Just as everything else in the house, her bedroom was the same— but not. The string of paper bats she cut out of construction paper to decorate her walls came alive to fly through the air, tittering "hello, Lydia! Hello, hello, hello!" but flew too quickly for her to reach out and try to catch one. The photo of Adam and Barbara tucked into the pane of her vanity offered her friendly waves and sweet smiles, but they did not speak. "Sveet dreams, boo-tiful," a realistic miniature Drac crooned to her, before enclosing himself in his polished coffin just as her mother pulled the covers up to her chin.
The bed was her own, but deeper and softer, with jersey sheets that Delia would not have approved of. Sleep took her quickly while two pairs of identical black buttons gleamed over her prone form.
"See you soon."
"It is seven a.m. Bwahaha…"
Lydia awoke clinging to her mini-me like a child would a teddy bear, wrapped in luxurious wine-colored silk and soaked with sweat. Her flesh burned feverishly and a deep panging ache throbbed her temples. Sickness had taken hold while she slept, no doubt caused by her bike ride through the freezing rain. It took longer than usual to bring herself to slap the Count back into his coffin. Every part of her wanted to curl back beneath the covers and let go of consciousness once more— return to the beautiful dollhouse her poor, jailed mother worked so hard to build for her. Unfortunately, there was an intruder lurking in her mirror that was in… disagreement with this notion.
"Long time no see, babe," a horrifically familiar, gritty voice called from her looking glass.

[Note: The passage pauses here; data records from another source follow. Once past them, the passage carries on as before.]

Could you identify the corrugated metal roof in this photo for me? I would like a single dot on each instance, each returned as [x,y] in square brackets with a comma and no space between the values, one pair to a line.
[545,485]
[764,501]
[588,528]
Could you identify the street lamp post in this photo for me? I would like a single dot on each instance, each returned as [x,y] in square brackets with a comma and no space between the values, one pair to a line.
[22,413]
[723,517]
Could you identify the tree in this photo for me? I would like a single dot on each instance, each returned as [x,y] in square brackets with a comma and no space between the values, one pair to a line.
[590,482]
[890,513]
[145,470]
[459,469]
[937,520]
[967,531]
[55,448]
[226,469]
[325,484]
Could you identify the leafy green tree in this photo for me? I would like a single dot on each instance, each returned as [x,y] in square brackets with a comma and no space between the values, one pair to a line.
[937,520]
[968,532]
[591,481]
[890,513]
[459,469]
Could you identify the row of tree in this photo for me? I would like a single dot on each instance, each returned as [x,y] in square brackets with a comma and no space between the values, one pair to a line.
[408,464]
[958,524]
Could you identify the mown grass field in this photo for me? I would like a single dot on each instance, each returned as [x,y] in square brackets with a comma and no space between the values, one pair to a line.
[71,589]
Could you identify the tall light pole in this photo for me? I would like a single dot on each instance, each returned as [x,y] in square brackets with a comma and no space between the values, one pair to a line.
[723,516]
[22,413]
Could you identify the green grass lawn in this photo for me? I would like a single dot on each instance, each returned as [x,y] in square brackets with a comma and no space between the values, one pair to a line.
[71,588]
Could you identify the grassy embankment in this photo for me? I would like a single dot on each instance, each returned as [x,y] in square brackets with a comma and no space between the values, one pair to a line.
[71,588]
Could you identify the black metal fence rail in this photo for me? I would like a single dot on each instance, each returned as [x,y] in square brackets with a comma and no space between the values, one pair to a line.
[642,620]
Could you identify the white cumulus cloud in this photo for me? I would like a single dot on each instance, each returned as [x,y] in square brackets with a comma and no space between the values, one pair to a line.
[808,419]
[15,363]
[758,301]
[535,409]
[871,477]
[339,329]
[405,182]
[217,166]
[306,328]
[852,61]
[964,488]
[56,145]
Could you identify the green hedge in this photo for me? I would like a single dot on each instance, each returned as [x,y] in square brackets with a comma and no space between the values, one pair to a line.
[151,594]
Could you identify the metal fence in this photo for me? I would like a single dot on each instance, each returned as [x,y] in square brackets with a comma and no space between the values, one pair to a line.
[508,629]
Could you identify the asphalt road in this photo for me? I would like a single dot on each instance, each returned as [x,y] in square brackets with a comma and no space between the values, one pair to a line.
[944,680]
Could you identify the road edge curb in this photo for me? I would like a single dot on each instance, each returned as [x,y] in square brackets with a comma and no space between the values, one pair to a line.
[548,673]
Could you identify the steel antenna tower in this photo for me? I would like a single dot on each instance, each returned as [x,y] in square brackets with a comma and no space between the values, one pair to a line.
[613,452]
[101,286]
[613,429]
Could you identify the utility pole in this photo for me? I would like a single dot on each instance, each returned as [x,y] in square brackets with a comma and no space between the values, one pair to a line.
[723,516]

She gasped, flailing clumsily in her efforts to push through the heavy blankets and sit up straight. There he was, just as filthy, fat, and crude as ever, bedecked in that dingy black-and-white striped suit that had never seen a washing. A cigarette hung from the corner of his grimy mouth, smoke seeping right past the layer of glass that appeared to keep him trapped. The eyes of a predator glared over her, electric and wild. There was nothing pleasant in his expression to give her any kind of relief. Only hunger… and suspicion.
"Naughty, naughty girl." Her fever was suddenly all the more apparent. "What kind o' trouble you been gettin' yourself into?"